John Glen King D.D. (1732–1787) was an English cleric and antiquarian, known as an author on the Russian Orthodox Church.

==Life==
Born in Stowmarket. Suffolk, he was the son of George King, rector of Southacre in Norfolk. He was educated at Swaffham School, and Caius College, Cambridge, where he graduated B.A. in 1752 and M.A. in 1763. After taking orders he was presented by the king in 1760 to the vicarage of Barwick Parva, Norfolk; and subsequently was appointed chaplain to the English factory at St Petersburg. During his residence in Russia he was appointed medallist to Catherine the Great; and studied the history and liturgical rites of Orthodox church.

King became a Fellow of the Society of Antiquaries of London on 10 January 1771, and then on 21 February that year was elected a Fellow of the Royal Society. He was incorporated M.A. at Oxford, on 19 March 1771, as a member of Christ Church, Oxford, and four days later took Oxford degrees of B.D. and D.D. He was presented to the rectory of Wormley, Hertfordshire, by Sir Abraham Hume, 2nd Baronet, in July 1783. In 1786 he purchased the chapel in Spring Gardens, London, and John Warner's chapel in Drury Lane, London.

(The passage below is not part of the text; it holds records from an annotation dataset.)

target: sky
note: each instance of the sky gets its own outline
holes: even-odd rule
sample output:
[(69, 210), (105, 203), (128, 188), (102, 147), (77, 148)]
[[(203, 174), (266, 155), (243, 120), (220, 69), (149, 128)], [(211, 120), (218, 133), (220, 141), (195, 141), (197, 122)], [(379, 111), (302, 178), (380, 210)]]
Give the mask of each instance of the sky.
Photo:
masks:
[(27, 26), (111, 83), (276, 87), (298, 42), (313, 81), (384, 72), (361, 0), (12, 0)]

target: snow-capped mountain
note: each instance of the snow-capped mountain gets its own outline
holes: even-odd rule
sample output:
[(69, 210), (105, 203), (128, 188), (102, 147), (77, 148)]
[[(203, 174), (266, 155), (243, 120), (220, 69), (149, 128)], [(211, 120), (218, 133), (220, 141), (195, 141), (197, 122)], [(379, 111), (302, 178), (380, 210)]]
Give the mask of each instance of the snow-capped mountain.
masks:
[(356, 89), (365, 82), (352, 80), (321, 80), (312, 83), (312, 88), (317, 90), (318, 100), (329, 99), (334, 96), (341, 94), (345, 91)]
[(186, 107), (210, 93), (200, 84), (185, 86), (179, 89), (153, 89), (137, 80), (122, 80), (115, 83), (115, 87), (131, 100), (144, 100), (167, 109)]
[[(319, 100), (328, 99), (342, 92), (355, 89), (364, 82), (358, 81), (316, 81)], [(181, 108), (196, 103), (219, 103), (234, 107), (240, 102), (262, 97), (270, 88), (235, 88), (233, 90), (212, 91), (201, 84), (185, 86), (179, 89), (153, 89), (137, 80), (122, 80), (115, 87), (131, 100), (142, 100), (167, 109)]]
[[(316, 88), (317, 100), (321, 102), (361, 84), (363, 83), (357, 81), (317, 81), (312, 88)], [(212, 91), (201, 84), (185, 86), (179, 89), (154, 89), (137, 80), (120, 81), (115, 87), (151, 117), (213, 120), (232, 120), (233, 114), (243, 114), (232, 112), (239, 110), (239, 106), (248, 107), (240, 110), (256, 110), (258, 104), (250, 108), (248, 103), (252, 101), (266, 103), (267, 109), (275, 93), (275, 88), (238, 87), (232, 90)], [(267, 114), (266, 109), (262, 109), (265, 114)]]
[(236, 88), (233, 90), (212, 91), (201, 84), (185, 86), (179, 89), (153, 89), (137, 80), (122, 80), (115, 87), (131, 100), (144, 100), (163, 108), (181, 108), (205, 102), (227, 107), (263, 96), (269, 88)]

King died at his house in Edward Street, London, after a few hours' illness, on 3 November 1787, and was buried in the churchyard of Wormley.

==Works==
King's major scholarly work was The Rites and Ceremonies of the Greek Church in Russia; containing an Account of its Doctrine, Worship, and Discipline, London, 1772, dedicated to the king, ad illustrated with copper-plate engravings. An earlier version had appeared in 1767, as an appendix to a work by George Macartney. While it made him a scholarly reputation, he struggled for church preferment, patronage and social acceptance.

King was also the author of:

- Verses in the Cambridge University collection on the death of Frederick, Prince of Wales, 1752.
- A Letter to the Bishop of Durham, containing some Observations on the Climate of Russia, and the Northern Countries, with a View of the Flying Mountains at Zarsko Sello, near St. Petersburg, 1778. Printed in the Westminster Magazine, 1780.
- Observations on the Barberini Vase, 1786; in Archæologia, viii. 307.
- Catalogue of a small Library at St. Petersburg,’ London, 1786.
- Nummi Familiarum et Imperatorum Romanorum [London? 1787?], 102 plates, no letterpress.

==Family==
He married, first, Ann Magdalene, daughter of Michael Combrune, by whom he had one daughter, Anna Henrietta; and secondly, in August 1776, at Greenwich, Jane, daughter of John Hyde, esq., of Blackheath (she died in August 1789).